No trespassing: Hunter keeps property boundaries in his sights
It happens to every hunter and angler: A trip is ruined when an illegal gate, fence or “No Trespassing” sign prevents access to public land.
In most cases, the hunter or angler gives up and goes elsewhere, which is just what the landowner wants and expects.
But sometimes a hunter refuses to back down.
Brandon Siegfried decided not to back down after being harassed by landowners illegally posting public land along Roan Creek near De Beque.
“My buddy and I were turkey hunting up here and a rancher stopped his truck and asked us what we were doing,” Siegfried recounted during a recent tour of Roan Creek. “We told him, and he said there wasn’t any public land around here.”
Siegfried said he showed the rancher the BLM land status map and his GPS with the overlays of public and private land and the rancher backed off.
“He just said, ‘Well, it looks like you guys know what you’re doing. Have a good day’ and drove away,” Siegfried said.
But another rancher verbally abused Siegfried and his friend on a different trip, even though the two were sitting on a public road at the time.
“I’ve had several altercations in the (Roan Creek) area with uneducated ranchers — uneducated concerning their property boundaries,” Siegfried said.
On the surface, it seems most landowners are careful about posting their private land.
Other than the obvious reason — protecting and enclosing domestic livestock — some landowners have had past trouble with trespassers hunting without permission or leaving gates open or damaging equipment.
But Siegfried isn’t interested in accessing private property. On the contrary, he’s a dedicated public-land hunter and makes a huge effort to avoid private land.
It’s just when landowners illegally block access to public land that Siegfried gets roiled.
“I don’t want to trespass, that’s why I’m doing this,” he said. “I want to be able to access public lands.”
The question of access has many turns and convolutions.
Property lines laid out 100 years ago may or may not be accurate according to today’s satellite-enabled survey systems.
Sometimes, a piece of property changes hands and the buyers have only the seller’s word that the fence lines are the true boundaries.
And sometimes it’s just a matter of keeping a piece of hard-to-access public land private.
“I asked one rancher if I could go across his property to reach some public land and he told me no, that he had some family that liked to hunt up there,” Siegfried said.
It may seem quixotic to chase access to isolated parcels of public land, but in this case it’s about using legal means to access those lands.
You need to be able to read a map, both a topographic map and a BLM land status map, and to remember that arguing in the field with an upset landowner achieves nothing.
Siegfried uses maps along with a hand-held GPS that shows overlays of public and private land along with waypoints he’s established to determine his location.
GPS isn’t completely accurate, most systems can get you within 15 meters of a certain spot, which is why Siegfried always keeps up to 50 feet away from private land lines.
But hikers and hunters are increasingly using GPS systems, Google earth mapping and other resources to fine-tune their ability to locate public land.

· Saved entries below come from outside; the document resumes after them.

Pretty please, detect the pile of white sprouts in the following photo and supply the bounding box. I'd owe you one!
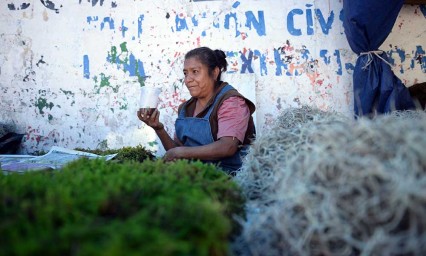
[233,106,426,256]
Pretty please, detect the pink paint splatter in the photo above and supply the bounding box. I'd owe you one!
[159,89,186,114]
[307,71,320,87]
[241,32,247,40]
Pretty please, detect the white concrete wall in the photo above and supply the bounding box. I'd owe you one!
[0,1,425,155]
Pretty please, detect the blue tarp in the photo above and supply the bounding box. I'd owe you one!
[342,0,415,117]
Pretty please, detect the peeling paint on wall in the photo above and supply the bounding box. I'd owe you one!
[0,0,424,155]
[7,2,30,11]
[104,42,146,84]
[40,0,62,14]
[79,0,117,8]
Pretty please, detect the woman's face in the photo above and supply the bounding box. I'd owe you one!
[183,57,217,99]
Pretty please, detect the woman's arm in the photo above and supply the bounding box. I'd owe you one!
[163,136,239,161]
[137,108,179,151]
[155,126,182,150]
[164,96,250,161]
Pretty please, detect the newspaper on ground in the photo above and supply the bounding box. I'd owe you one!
[0,146,117,174]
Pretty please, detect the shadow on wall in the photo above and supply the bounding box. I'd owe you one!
[0,125,24,154]
[409,82,426,110]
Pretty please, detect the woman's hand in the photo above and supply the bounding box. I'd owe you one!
[163,147,185,162]
[137,108,164,131]
[163,137,239,162]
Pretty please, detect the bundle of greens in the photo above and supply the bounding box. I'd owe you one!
[1,159,244,256]
[234,107,426,256]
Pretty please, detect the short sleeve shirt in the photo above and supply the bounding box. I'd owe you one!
[216,96,250,143]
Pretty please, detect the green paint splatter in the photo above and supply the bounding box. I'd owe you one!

“As people work with computers and GPS, I think landowners are going to get called more and more on this,” Siegfried said.

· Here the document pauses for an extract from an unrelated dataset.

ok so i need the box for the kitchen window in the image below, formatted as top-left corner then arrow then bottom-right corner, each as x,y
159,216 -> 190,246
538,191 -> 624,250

His efforts have led to the BLM correcting some land violations in Roan Creek.
This includes removing an illegally placed gate on County Road 232 (Carr Creek), removing two “No Trespassing” signs on Clear Creek that were blocking legal access to the creek and asking a rancher on Roan Creek to remove a fence and pasture blocking access to a well-marked BLM trail.
“We just wanted the trail opened up and an understanding where the BLM is and who has access to it,” Siegfried said. “I’m just glad to see the issues being resolved for the public land users.”
“I have two young boys and when they are old enough to go hunting with me, I want to have some place at to take them that isn’t over-run by other hunters,” he said.